I’ve never heard of a country nationalizing orphan drug production facilities.

India for one.

this is an awesome look into the economics of curing diseases that cannot benefit from economies of scale. Its unfortunate the rare diseases end up having such expensive cures but on the other hand people can develop cures for disease that otherwise would be uncurable.

interesting double edged sword

This discussion is Great! Clearly this is a difficult topic that lots of people feel is important. I find it interesting that there is so little consensus in the comments. To me that is a really interesting question and discussion.

I wish I had a good answer.

> one rare disease drug came out with a price tag of $150,000 a year — a lot of money.

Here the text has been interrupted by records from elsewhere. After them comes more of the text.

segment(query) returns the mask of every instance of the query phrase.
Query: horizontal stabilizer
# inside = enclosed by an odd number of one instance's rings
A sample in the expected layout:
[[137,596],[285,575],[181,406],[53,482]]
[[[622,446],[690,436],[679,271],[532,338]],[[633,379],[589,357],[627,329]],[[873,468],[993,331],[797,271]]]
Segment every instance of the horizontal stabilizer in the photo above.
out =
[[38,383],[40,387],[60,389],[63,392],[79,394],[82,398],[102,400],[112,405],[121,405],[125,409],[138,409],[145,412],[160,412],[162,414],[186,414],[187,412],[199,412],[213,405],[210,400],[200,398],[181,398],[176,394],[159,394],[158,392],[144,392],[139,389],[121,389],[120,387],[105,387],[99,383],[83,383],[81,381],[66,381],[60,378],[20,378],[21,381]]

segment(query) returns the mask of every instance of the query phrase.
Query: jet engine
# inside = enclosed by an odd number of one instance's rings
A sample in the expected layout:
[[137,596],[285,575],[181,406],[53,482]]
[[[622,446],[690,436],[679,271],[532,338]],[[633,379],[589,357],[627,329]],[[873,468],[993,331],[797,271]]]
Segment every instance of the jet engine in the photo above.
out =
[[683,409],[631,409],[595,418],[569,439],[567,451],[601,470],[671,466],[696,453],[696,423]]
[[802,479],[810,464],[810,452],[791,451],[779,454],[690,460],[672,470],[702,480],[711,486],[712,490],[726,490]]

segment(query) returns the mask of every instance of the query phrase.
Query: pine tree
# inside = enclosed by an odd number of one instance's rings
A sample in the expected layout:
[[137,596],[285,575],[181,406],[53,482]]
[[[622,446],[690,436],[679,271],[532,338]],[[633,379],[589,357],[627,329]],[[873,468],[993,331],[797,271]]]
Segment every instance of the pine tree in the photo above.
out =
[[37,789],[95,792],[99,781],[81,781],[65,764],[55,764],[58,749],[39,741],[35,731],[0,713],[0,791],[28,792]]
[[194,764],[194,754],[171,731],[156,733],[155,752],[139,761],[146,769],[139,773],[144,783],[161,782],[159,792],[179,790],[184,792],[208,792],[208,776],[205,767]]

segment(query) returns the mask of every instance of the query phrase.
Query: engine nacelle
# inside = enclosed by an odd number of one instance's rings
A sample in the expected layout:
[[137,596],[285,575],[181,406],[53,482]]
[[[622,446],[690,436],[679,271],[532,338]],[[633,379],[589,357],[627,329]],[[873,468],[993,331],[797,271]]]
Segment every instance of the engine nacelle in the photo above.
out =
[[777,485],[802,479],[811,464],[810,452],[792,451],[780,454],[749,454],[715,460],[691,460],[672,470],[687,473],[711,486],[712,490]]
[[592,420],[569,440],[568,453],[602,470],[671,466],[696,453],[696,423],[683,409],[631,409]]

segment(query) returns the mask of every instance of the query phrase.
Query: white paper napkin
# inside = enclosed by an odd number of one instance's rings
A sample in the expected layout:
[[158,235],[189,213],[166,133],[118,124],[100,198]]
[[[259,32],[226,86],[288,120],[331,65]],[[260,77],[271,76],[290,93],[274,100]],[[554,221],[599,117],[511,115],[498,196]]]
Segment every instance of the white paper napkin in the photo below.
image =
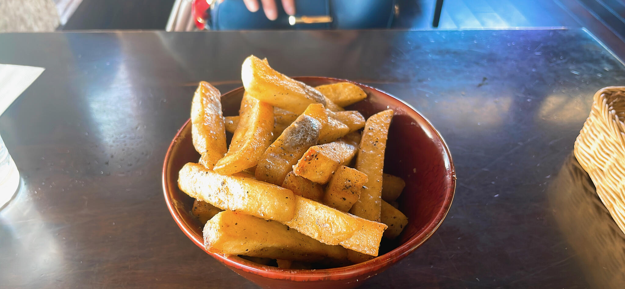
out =
[[0,64],[0,114],[44,70],[41,67]]

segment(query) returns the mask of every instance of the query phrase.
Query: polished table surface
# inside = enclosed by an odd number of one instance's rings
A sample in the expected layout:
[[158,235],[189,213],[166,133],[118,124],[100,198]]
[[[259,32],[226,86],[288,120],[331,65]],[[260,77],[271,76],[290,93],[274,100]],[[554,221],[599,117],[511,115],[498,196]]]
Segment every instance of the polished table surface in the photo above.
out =
[[185,236],[161,183],[198,82],[240,86],[251,54],[401,98],[451,150],[444,222],[365,288],[625,288],[625,236],[571,156],[625,66],[579,29],[0,34],[0,63],[46,68],[0,117],[23,181],[0,287],[255,288]]

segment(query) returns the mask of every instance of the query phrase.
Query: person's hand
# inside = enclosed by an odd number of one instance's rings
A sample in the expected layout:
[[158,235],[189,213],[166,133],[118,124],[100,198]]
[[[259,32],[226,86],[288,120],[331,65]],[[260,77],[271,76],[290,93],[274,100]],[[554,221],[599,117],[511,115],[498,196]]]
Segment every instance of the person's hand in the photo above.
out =
[[[245,7],[251,12],[256,12],[259,8],[258,0],[243,0]],[[276,0],[261,0],[262,3],[262,10],[265,16],[269,20],[276,20],[278,18],[278,7],[276,6]],[[282,0],[282,7],[284,12],[289,15],[295,14],[295,0]]]

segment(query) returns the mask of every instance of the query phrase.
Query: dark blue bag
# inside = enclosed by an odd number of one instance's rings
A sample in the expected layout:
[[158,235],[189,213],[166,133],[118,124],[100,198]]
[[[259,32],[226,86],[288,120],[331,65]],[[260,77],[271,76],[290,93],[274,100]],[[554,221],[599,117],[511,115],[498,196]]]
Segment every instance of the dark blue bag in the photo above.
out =
[[296,0],[296,14],[289,17],[281,2],[276,0],[278,17],[272,21],[262,8],[249,11],[242,0],[217,1],[207,24],[212,30],[389,28],[396,9],[396,0]]

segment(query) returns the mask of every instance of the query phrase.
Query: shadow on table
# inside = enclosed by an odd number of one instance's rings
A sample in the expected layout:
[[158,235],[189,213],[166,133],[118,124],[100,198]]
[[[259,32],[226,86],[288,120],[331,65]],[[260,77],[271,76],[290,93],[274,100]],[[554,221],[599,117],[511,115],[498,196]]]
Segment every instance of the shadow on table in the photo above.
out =
[[548,197],[588,283],[594,288],[622,288],[625,235],[572,153],[549,187]]

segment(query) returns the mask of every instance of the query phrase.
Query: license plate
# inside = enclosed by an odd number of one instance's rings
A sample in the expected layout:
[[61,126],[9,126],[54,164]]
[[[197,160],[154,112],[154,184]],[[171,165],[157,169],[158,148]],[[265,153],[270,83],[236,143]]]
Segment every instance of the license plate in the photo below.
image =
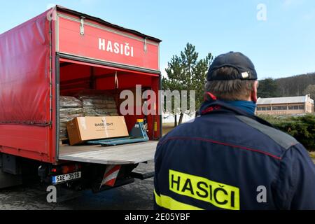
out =
[[52,176],[52,183],[60,183],[81,178],[81,172],[75,172],[64,175]]

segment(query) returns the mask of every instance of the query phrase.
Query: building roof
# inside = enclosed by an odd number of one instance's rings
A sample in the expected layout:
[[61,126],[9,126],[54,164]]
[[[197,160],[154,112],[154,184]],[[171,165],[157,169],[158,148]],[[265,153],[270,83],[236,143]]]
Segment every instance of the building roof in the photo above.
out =
[[312,99],[309,95],[306,95],[304,97],[259,98],[257,101],[257,104],[299,104],[305,103],[307,102],[310,102],[314,104],[314,100]]

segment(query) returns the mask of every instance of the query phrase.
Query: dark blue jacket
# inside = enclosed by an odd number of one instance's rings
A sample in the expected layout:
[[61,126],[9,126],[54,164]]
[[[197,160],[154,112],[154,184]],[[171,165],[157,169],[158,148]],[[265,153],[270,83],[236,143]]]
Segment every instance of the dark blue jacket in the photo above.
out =
[[315,166],[304,146],[220,101],[162,137],[155,209],[315,209]]

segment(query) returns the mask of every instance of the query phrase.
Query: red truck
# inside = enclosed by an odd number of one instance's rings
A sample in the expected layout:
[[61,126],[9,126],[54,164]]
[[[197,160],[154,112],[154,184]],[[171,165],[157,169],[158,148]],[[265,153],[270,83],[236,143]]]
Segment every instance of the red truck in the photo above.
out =
[[[119,95],[136,85],[158,96],[160,42],[59,6],[1,34],[0,188],[34,176],[48,185],[98,192],[152,176],[133,170],[153,159],[162,135],[160,115],[146,117],[146,142],[61,145],[59,99],[86,89]],[[143,117],[125,115],[128,131]],[[115,184],[103,185],[111,168],[119,170]]]

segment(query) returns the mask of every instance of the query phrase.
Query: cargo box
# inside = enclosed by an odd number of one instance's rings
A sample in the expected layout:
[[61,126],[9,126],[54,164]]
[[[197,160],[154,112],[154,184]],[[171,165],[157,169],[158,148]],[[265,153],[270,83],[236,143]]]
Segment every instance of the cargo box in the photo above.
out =
[[80,117],[66,123],[70,145],[88,140],[128,136],[123,116]]

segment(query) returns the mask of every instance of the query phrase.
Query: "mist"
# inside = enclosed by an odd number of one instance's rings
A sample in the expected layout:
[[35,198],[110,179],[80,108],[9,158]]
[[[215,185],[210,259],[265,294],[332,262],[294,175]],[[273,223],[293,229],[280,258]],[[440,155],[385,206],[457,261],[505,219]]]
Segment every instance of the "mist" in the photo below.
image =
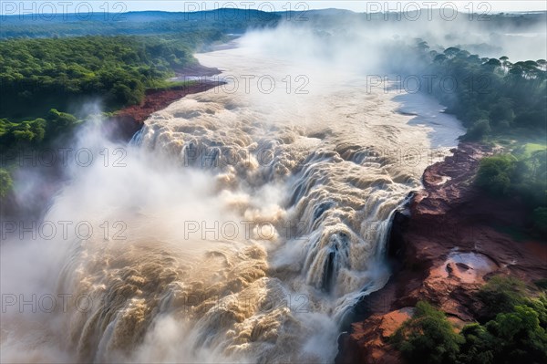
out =
[[[383,80],[421,67],[397,47],[545,53],[510,28],[492,42],[488,24],[350,17],[282,22],[196,55],[227,84],[154,113],[129,144],[100,120],[81,128],[70,148],[90,161],[66,167],[41,233],[10,226],[2,243],[2,359],[332,361],[352,307],[389,277],[394,211],[464,132]],[[21,178],[30,201],[40,176]]]

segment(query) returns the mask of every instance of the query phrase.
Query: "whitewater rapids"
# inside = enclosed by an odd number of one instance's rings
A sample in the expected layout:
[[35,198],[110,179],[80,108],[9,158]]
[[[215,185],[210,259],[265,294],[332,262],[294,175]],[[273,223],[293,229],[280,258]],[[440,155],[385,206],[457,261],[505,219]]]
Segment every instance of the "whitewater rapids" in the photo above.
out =
[[344,315],[388,279],[391,214],[463,130],[273,42],[198,55],[228,84],[153,114],[124,168],[75,167],[44,218],[123,229],[3,245],[3,294],[69,295],[7,307],[3,361],[334,359]]

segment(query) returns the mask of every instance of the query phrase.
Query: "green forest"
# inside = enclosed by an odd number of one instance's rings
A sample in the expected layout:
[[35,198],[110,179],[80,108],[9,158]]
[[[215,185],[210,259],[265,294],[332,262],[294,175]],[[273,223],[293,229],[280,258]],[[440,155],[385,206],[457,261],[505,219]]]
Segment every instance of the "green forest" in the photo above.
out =
[[500,136],[545,137],[547,61],[512,63],[507,57],[480,57],[456,47],[439,53],[418,45],[435,76],[430,92],[468,128],[464,140]]
[[475,323],[456,330],[442,311],[418,302],[412,318],[391,337],[408,362],[423,364],[540,364],[547,361],[547,296],[537,286],[493,276],[476,294]]

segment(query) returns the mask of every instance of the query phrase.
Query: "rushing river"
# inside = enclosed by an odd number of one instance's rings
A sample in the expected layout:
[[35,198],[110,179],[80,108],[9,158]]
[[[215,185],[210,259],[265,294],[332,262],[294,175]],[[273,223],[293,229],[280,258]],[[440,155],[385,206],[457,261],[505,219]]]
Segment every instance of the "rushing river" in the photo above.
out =
[[[344,316],[388,279],[390,216],[463,130],[289,47],[250,36],[198,55],[228,83],[153,114],[123,168],[72,168],[44,220],[95,234],[3,246],[3,294],[57,299],[6,308],[4,359],[334,359]],[[79,143],[120,148],[92,130]]]

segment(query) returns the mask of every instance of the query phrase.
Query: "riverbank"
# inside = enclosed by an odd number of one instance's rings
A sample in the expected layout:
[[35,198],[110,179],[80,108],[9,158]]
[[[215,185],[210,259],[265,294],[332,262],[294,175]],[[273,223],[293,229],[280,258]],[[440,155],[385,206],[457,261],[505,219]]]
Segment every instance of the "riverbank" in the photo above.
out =
[[113,140],[129,141],[152,113],[167,108],[186,95],[207,91],[217,86],[219,82],[200,80],[170,88],[149,89],[142,103],[124,108],[105,121],[106,135]]
[[524,225],[522,203],[493,199],[472,184],[480,159],[492,150],[460,143],[453,151],[426,169],[424,188],[396,213],[387,249],[395,273],[356,307],[355,322],[339,338],[336,363],[401,362],[387,338],[419,300],[463,325],[480,314],[473,294],[489,276],[526,282],[547,277],[546,244],[517,241],[500,231]]

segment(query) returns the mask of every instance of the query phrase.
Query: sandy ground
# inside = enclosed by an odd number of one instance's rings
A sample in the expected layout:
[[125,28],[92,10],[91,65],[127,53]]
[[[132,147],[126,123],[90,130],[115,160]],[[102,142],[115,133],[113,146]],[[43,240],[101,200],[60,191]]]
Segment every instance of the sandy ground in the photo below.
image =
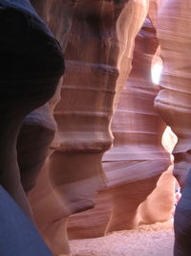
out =
[[173,224],[167,221],[96,239],[73,240],[70,245],[74,256],[172,256],[173,243]]

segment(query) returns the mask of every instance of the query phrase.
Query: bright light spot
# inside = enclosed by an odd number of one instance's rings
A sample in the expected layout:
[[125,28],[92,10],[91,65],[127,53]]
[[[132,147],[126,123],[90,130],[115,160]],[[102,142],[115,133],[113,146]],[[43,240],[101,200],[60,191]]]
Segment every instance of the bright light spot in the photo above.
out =
[[166,129],[164,130],[161,139],[161,144],[164,147],[164,149],[171,153],[177,142],[178,138],[175,135],[175,133],[172,131],[170,127],[166,127]]
[[162,71],[162,63],[161,61],[156,62],[151,70],[151,77],[154,83],[159,84],[159,79]]

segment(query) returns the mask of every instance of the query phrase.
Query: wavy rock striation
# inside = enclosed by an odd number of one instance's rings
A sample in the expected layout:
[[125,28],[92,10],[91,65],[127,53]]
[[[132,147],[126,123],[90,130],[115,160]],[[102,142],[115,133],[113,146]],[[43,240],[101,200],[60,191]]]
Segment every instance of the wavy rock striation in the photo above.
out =
[[[170,170],[159,180],[171,162],[161,145],[166,125],[154,108],[159,86],[151,81],[151,66],[158,46],[156,31],[146,19],[136,39],[133,70],[113,118],[114,147],[103,156],[107,189],[98,193],[93,210],[70,218],[72,239],[132,229],[171,216],[175,180]],[[162,204],[159,200],[165,197]]]

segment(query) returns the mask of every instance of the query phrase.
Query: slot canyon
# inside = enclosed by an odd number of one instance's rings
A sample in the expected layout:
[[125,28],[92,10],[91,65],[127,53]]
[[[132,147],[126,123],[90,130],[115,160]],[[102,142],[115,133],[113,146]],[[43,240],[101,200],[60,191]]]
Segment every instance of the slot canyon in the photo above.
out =
[[0,0],[0,256],[190,256],[189,0]]

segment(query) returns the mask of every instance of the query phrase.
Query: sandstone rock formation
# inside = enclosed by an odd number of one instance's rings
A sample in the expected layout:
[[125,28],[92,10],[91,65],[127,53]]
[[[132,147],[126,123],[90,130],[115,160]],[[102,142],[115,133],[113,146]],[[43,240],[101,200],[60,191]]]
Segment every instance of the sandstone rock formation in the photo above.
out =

If there are just 100 patients out there that's not a lot of money for the company in the end. Cancer drugs are way more common and yet remain expensive, too.

For orphaned drugs, companies have a monopoly status on it and clients litteraly can’t forgo buying, and will do whatever research is needed to find the product. There is no nudging or bribing the doctor or whatever is needed to take an edge.

Considering it’s long argued that one of the main cost of a drug is marketing [0], for any drug where it’s significantly more than 100 people we shoudn’t get these crazy prices.

[0] http://naturalsociety.com/research-development-new-drugs-not...

You are missing a major point. Lots of people who have rare disease are not even aware they have them, or not even diagnosed because their local doctor has never seen it before and mistook it for something else.

So yes, you still need "marketing" to spread awareness for rare diseases, because they are, well, rare.

Yet the CDC is effective at spreading awareness of common diseases. Why do this via drug marketing?

Cystic fibrosis is a "rare disease". A quick search gives me this blurb:

Very rare (Fewer than 20,000 cases per year in US)

My recollection is that I have heard that there are 30k CF patients in the US. I've also heard long time members of the CF community snort at that figure and say "They've been saying the same thing for decades while the list of alleles known to cause it grows longer."

It's genetic and incurable. So you need treatment for the rest of your life once they ID you.

I've seen articles that suggest that standard conventional treatment is anywhere from $100k to $250k annually. I've also seen articles that suggest it's called lot less than that get discussed on CF lists by people going "Where did they get their numbers? That sounds too low. My expenses are x, y, z."


Vertex $259,000 Cystic Fibrosis Drug Gets FDA Approval Orkambi treats most common form of the lung disease

Vertex already sells Kalydeco, which treats a different genetic type of cystic fibrosis and has an annual price of $311,000 per patient in the U.S.

I know of a teenager on Okambi in another country. So the market for Okambi is not limited to the thousands of people in the US who have CF. Granted, you have to get separate approval in different countries and that's a genuine burden.